Gratuité rime avec accompagner

«On ne peut pas se contenter d’affirmer ‘gratuité’ et tout est dit», explique Catherine Legros, directrice d’Article 27-Wallonie, association qui «lutte pour l’accès et la participation à la vie culturelle des publics défavorisés», dont les «tickets» à prix très réduits pour les publics défavorisés font fureur depuis des années.

Selon elle, la gratuité le premier dimanche du mois «n’aide pas vraiment, car cela touche les publics déjà sensibilisés». Les publics défavorisés font face à une série d’obstacles qui nécessitent un accompagnement. Un «travail en amont qui ne s’improvise pas, car le public éloigné de la culture n’a pas toujours les codes». Un manque de codes… et de confiance. L’accompagnement sert aussi à ça, à lever les barrières psychologiques, les réflexes de type «les musées, ce n’est pas pour moi». Encourager des publics précarisés à aller au musée passe donc aussi par des «investissements éducatifs à long terme», comme le rappelait l’association «Culture et démocratie» dans son magazine qu’il consacrait à ce sujet en mai 2013.
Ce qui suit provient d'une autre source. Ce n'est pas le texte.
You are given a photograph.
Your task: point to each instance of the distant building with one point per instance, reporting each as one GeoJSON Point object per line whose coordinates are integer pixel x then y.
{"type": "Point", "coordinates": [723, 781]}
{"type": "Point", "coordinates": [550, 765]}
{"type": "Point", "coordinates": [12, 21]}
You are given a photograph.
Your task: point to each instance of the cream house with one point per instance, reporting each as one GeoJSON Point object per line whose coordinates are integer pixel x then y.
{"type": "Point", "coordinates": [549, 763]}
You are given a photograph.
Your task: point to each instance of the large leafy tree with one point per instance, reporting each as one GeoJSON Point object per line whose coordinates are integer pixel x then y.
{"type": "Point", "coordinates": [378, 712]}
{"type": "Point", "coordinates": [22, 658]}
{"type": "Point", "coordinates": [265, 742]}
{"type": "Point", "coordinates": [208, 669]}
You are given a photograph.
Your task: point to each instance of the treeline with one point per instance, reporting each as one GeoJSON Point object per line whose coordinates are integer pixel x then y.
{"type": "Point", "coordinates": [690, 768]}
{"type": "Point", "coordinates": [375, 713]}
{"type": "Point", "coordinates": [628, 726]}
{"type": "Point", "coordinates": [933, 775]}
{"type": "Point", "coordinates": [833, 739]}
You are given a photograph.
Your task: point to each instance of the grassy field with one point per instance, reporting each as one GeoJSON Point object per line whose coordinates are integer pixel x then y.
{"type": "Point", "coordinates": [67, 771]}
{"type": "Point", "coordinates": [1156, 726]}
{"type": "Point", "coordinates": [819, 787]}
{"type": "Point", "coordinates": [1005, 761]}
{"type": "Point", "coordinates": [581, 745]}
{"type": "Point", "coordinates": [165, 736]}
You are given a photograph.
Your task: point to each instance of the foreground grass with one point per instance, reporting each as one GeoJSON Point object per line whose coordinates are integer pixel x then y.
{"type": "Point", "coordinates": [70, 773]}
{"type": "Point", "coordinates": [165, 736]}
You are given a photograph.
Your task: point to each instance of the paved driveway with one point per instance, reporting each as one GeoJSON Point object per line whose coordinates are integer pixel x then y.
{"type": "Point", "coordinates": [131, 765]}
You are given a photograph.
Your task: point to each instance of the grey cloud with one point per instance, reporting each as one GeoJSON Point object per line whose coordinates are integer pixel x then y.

Chez Arts & Publics, Jaques Remacle reconnaît bien volontiers que l’enjeu ne se cantonne pas à la gratuité le premier dimanche du mois. «Quand on parle d’accessibilité, il y a plusieurs barrières: le manque d’information, l’intérêt pour la culture, la barrière financière, la mobilité. Avec la gratuité, on agit sur un de ces leviers. Il y a donc besoin d’informer davantage, de créer des liens avec les associations, les CPAS, d’accompagner la mesure par des outils adéquats, mais on ne peut pas régler les problèmes d’éducation, de pauvreté, de mobilité avec la seule gratuité un jour par mois.»

Les missions de «médiation culturelle» incombent à des associations, mais surtout aux musées eux-mêmes qui, souvent, développent des partenariats avec des écoles, des associations, des CPAS (cf. encadré).

Gratuité pour tous, tout le temps?

Et si la culture devenait «gratuite pour tout le monde»? C’est un rêve que fait Catherine Legros, celui «d’une politique culturelle assumée». Mais en attendant cet horizon lointain, la directrice d’Article 27 rappelle que la culture «a une valeur, y compris pour nos publics, même si cette valeur est symbolique». D’ailleurs, les «tickets Article 27», qui permettent aux publics précarisés d’assister à des événements culturels, coûtent 1,25 euro aux bénéficiaires. «À l’origine, ce prix symbolique était calqué sur le prix du pain, rappelle Catherine Legros, pour dire que la nourriture physiologique est aussi importante que la nourriture de l’esprit.» Un avis que partage Françoise Gohy: «Je pense effectivement qu’une personne qui va au musée doit payer un minimum, cela fait partie de la démarche.»

Malgré ces réserves, la mesure de gratuité rencontre un succès qui dépasse le cadre des musées subventionnés. Plus de 140 musées proposent un dimanche gratuit chaque mois.